The theme of the medicine cabinet has preoccupied Hirst since the very beginning of his stellar career. The first two medicine cabinets, Sinner (1988) and Enemy (1988-89) were created using medicine packets and bottles which had belonged to the artist’s grandmother: Hirst was so pleased with the results that he chose to create a further twelve medicine cabinets shortly afterwards with each work named after a track from the 1977 Sex Pistol’s album Never Mind the Bollocks, Here’s the Sex Pistols, four examples of which were exhibited for his degree show at Goldsmith’s College of Art in 1989. In a recent interview Hirst recalled that his early medicine cabinets were the first works he was truly satisfied with: “It just looked invincible, and it sort of didn’t have me in there – I wasn’t part of it. I’d seen Jeff Koons’ hoovers, and that was what got me to do the medicine cabinets… I’d hidden myself, in a way, which was the thing that I needed to do” (Damien Hirst in conversation with Nicholas Serota in: Exhibition Catalogue, London, Tate Modern, Damien Hirst, 2012, pp. 93-94).
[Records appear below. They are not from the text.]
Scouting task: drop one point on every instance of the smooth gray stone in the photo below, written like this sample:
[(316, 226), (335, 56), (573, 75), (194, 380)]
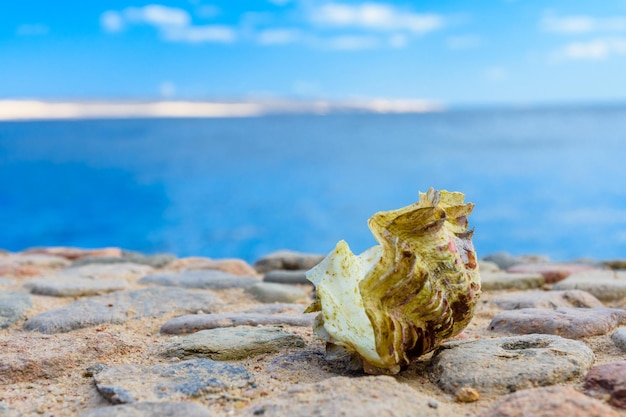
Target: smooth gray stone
[(13, 305), (205, 279), (604, 285), (194, 322), (151, 409), (369, 396), (231, 343), (268, 292), (546, 299), (69, 286), (121, 307), (508, 364), (155, 261), (289, 260), (490, 281), (619, 338), (573, 323), (129, 383), (287, 277)]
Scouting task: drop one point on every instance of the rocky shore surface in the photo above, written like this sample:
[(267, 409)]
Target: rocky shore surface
[(108, 332)]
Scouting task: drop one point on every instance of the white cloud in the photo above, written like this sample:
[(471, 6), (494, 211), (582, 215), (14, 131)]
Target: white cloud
[(582, 24), (278, 36), (374, 16), (596, 49), (32, 30)]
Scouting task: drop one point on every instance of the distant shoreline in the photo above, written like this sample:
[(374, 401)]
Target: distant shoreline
[(63, 110)]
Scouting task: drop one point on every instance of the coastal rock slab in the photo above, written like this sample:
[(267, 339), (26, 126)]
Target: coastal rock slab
[(13, 305), (286, 259), (619, 338), (604, 285), (508, 364), (287, 277), (268, 292), (151, 409), (546, 299), (131, 383), (572, 323), (232, 343), (491, 281), (31, 357), (206, 279), (195, 322), (552, 272), (549, 402), (341, 396), (608, 378), (121, 307)]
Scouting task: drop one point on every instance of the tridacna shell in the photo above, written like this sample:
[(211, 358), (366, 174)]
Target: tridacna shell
[(402, 298)]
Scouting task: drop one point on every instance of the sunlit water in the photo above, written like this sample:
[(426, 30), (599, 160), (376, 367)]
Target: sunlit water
[(543, 181)]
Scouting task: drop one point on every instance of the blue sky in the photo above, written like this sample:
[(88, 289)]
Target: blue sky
[(455, 52)]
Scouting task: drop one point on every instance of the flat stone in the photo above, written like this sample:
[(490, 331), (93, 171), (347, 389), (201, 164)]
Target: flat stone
[(286, 259), (195, 322), (28, 357), (619, 338), (505, 260), (342, 396), (121, 307), (608, 379), (232, 343), (287, 277), (13, 305), (546, 299), (130, 383), (68, 286), (508, 364), (72, 253), (156, 261), (269, 292), (490, 281), (572, 323), (604, 285), (206, 279), (151, 409), (554, 401)]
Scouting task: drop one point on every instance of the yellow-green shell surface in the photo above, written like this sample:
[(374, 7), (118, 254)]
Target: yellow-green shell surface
[(400, 299)]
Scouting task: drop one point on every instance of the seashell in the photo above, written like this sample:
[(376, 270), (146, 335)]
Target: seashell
[(402, 298)]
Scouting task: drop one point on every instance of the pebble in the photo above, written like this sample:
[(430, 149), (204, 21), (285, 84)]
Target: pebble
[(13, 305), (572, 323), (552, 272), (508, 364), (619, 338), (286, 259), (287, 277), (546, 299), (342, 396), (194, 322), (205, 279), (121, 307), (553, 401), (25, 358), (130, 383), (604, 285), (232, 343), (491, 281), (608, 378), (268, 292), (155, 261), (150, 409), (505, 260)]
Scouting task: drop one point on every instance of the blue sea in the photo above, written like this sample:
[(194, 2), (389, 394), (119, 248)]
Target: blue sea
[(546, 181)]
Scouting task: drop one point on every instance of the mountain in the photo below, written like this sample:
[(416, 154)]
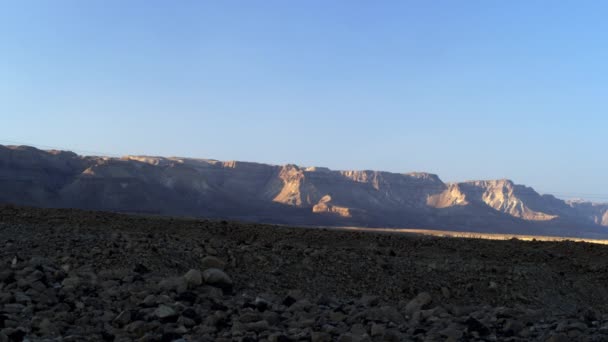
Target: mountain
[(287, 194)]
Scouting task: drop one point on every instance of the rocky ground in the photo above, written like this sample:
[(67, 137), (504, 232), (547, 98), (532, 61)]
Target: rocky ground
[(68, 275)]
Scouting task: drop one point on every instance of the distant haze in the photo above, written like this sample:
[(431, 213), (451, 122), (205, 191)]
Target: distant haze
[(467, 90)]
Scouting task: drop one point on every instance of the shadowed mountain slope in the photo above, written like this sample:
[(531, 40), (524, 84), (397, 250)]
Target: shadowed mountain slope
[(287, 194)]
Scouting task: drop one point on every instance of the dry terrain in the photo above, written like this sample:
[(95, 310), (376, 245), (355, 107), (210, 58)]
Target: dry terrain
[(73, 275)]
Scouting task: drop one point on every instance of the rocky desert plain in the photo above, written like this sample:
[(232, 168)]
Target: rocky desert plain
[(72, 275)]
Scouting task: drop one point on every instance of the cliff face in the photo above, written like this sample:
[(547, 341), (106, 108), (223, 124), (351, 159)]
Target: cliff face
[(286, 194)]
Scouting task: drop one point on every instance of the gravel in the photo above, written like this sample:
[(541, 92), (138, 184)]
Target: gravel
[(71, 275)]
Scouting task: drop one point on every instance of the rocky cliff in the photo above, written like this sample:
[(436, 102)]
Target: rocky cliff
[(287, 194)]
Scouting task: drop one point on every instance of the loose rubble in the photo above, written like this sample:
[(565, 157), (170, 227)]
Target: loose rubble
[(55, 285)]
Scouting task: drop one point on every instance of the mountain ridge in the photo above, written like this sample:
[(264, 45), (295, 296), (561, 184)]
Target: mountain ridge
[(289, 194)]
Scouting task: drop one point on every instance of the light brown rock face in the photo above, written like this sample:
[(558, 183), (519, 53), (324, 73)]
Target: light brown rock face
[(285, 194), (501, 195)]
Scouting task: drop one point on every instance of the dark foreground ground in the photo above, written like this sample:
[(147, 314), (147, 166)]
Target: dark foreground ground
[(75, 275)]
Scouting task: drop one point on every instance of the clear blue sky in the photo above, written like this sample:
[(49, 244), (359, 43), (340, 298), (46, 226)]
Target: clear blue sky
[(464, 89)]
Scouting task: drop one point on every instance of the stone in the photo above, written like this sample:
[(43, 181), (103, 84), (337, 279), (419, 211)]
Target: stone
[(212, 262), (193, 278), (319, 336), (419, 302), (164, 311), (71, 282), (123, 318), (216, 277)]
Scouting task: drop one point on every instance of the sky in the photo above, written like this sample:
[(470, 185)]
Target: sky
[(463, 89)]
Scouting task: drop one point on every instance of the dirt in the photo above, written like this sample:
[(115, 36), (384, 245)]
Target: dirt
[(563, 279)]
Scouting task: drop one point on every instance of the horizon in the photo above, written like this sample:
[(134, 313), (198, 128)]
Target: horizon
[(465, 91), (596, 200)]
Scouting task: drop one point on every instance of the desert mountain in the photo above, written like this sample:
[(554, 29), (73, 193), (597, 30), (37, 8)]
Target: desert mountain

Untitled AAAAAAA, along with the other works in the series, combines two of Hirst’s key interests and abiding areas of investigation: science and mortality. The very presence of the serried ranks of medicine bottles, creams and pills hints at the fragility of the human body, whilst acting as a concomitant paean to the remarkable medical advances of the Twentieth Century. The darker connotations suggested by Hirst's medicine cabinets are thus alleviated by the inherent presence of hope and the possibility of being able to mitigate pain and suffering: full of items that have the potential to heal, the simple medicine cabinet is here imbued with life-changing qualities. Untitled AAAAAAA thus becomes an almost magical repository of seeming immortality.

Hirst remembers a moment in a pharmacy with his mother, picking up on the trusting faith that people invest in the power of pills and other modern medical inventions to cure all ills, an all-encompassing panacea: “I’d been trying to explain loads of work to my mum, about what I’d been doing. She’s an open-minded person, but she had a completely closed mind about it… And I was with my mum in the chemist: she was getting a prescription, and it was, like, complete trust on the one level in something she’s equally in the dark about… It’s just completely packaging and formal sculpture and organised shapes. My mum was looking at the same kind of stuff in the chemist’s and believing in it completely. And then, when looking at it in an art gallery, completely not believing in it. As far as I could see, it was the same thing… I really loved the idea of art maybe, you know, curing people” (Damien Hirst quoted in: Gordon Burn and Damien Hirst, On the Way to Work, London 2001, p. 25). An exposition of Hirst’s career-long interest in the cycle of life, Untitled AAAAAAA is a potent signifier of humanity’s inherent hope in the possibilities of future immortality attained through the wonders of scientific advancement.